Dikisahkan, tradisi ini dari Solo dibawa oleh Mbah Surodirono (adik Temenggung Cengkalsewu). Lalu mbah Surodipuro yang berjuluk Mbah Khulmak (yang berarti Gegenti atau pengganti), mengajak masyarakat Sukolilo setiap tanggal 12 Maulid untuk bersedekah mengadakan gunungan yang disebut Meron.
"Peristiwa ini dimulai sekitar tahun 1800an. Dan akhirnya, Meron Sukolilo bisa berlangsung sampai sekarang" kata kiai Arifin.

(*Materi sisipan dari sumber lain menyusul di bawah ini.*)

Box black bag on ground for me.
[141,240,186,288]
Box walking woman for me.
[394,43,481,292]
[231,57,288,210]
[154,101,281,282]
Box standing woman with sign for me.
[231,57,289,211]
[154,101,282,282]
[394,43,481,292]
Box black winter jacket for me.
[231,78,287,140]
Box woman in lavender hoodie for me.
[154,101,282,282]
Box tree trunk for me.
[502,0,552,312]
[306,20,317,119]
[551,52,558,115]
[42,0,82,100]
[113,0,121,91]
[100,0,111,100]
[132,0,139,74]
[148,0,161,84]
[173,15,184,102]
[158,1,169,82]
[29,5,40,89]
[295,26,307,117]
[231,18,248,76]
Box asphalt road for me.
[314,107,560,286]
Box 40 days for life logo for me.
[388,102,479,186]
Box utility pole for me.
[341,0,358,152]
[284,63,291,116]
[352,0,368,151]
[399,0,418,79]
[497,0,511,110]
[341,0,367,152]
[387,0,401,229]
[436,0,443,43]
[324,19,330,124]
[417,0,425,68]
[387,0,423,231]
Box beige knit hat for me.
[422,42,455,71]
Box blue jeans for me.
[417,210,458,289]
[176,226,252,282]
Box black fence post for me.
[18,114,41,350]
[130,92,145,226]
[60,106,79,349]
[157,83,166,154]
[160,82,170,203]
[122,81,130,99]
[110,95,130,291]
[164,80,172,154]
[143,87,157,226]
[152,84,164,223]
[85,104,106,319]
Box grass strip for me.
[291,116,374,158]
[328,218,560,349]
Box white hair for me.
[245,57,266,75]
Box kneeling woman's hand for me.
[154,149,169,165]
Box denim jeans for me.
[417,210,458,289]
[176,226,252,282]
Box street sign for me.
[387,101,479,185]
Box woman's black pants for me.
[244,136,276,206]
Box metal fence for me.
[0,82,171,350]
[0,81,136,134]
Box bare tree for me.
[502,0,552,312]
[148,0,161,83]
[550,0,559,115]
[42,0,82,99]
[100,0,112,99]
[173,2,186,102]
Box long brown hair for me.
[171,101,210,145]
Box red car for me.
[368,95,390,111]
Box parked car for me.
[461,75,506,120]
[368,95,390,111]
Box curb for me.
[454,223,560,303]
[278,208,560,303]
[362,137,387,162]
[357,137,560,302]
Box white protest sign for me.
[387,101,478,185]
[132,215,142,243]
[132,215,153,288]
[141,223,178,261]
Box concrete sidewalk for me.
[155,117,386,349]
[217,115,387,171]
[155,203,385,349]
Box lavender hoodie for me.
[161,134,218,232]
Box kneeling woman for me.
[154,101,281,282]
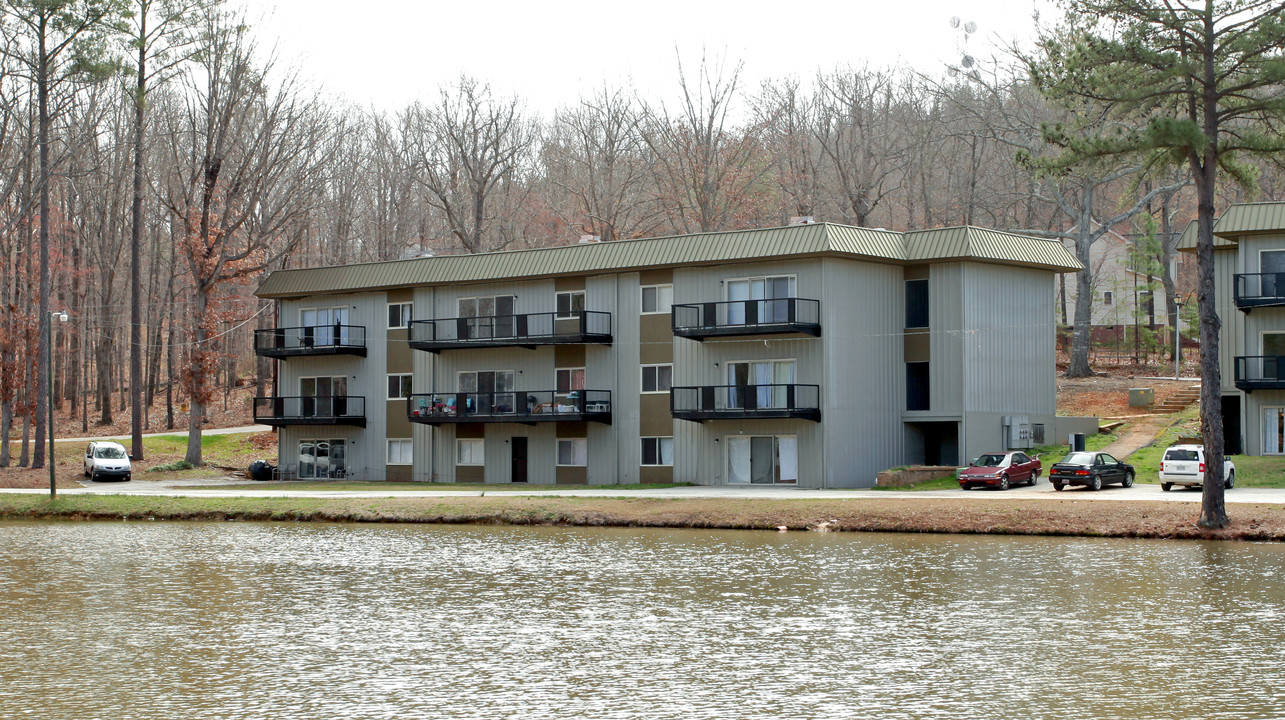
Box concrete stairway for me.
[1154,385,1201,414]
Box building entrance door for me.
[511,437,528,483]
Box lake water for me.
[2,522,1283,719]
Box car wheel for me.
[124,474,131,482]
[1053,482,1064,491]
[999,476,1010,491]
[961,483,972,491]
[83,467,90,477]
[1225,471,1235,490]
[90,469,97,482]
[1122,472,1134,488]
[1161,483,1172,491]
[1030,469,1040,486]
[1089,475,1102,491]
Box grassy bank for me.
[2,494,1282,542]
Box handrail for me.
[1235,355,1285,386]
[672,298,820,331]
[1234,273,1285,304]
[670,383,820,413]
[254,325,367,351]
[409,310,612,344]
[253,395,367,420]
[408,389,612,420]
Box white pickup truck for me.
[1159,444,1234,492]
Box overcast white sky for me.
[250,0,1059,116]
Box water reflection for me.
[2,522,1284,719]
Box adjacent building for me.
[1179,202,1285,456]
[253,222,1089,487]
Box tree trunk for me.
[1195,165,1227,529]
[184,286,208,465]
[1066,233,1095,377]
[33,17,50,469]
[129,16,147,461]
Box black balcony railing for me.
[254,325,367,358]
[670,384,821,422]
[1234,273,1285,311]
[671,298,821,339]
[408,311,612,352]
[407,390,612,425]
[253,396,367,427]
[1235,356,1285,391]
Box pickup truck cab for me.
[1159,444,1233,492]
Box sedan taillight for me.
[1075,470,1089,475]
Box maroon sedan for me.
[958,451,1041,490]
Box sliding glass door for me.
[727,435,799,484]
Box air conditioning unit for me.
[579,234,601,244]
[789,216,815,226]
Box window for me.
[299,376,349,418]
[727,276,796,324]
[1102,291,1113,306]
[299,306,349,346]
[387,374,412,400]
[641,437,673,466]
[641,364,673,393]
[457,438,485,465]
[641,284,673,314]
[1262,250,1285,296]
[459,370,516,414]
[557,291,586,318]
[727,435,797,484]
[458,295,516,338]
[905,279,929,329]
[726,360,794,408]
[387,439,413,465]
[906,362,930,411]
[556,367,585,404]
[387,302,413,329]
[298,439,346,479]
[557,438,587,466]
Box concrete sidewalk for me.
[4,477,1281,505]
[10,425,272,444]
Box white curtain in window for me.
[728,437,751,483]
[1265,408,1285,454]
[777,437,798,483]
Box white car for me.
[1159,444,1233,491]
[84,441,132,482]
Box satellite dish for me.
[950,16,961,28]
[964,20,977,34]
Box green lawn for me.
[1122,406,1285,487]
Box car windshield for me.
[1061,452,1094,465]
[94,447,126,459]
[975,454,1006,467]
[1164,449,1199,461]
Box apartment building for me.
[253,222,1091,488]
[1179,201,1285,456]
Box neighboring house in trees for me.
[1057,227,1195,345]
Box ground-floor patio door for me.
[299,439,346,479]
[727,435,798,484]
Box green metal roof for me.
[257,222,1083,299]
[1177,202,1285,252]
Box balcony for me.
[408,311,612,352]
[253,396,367,427]
[671,298,821,339]
[670,384,821,422]
[1234,273,1285,311]
[407,390,612,425]
[254,325,367,359]
[1235,356,1285,391]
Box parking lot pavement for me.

Sementara dalam khasanah yang lain, pengertian meron diambil dari bahasa Kawi “Meru", yang berarti gunung dan menjadi ikon pada perayaan tradisi ini. Sedang Meron dari Bahasa Jawa Kuno “Merong", atau mengamuk, artinya tradisi ini memperingati peristiwa perang Mataram-Pati. (Cuk)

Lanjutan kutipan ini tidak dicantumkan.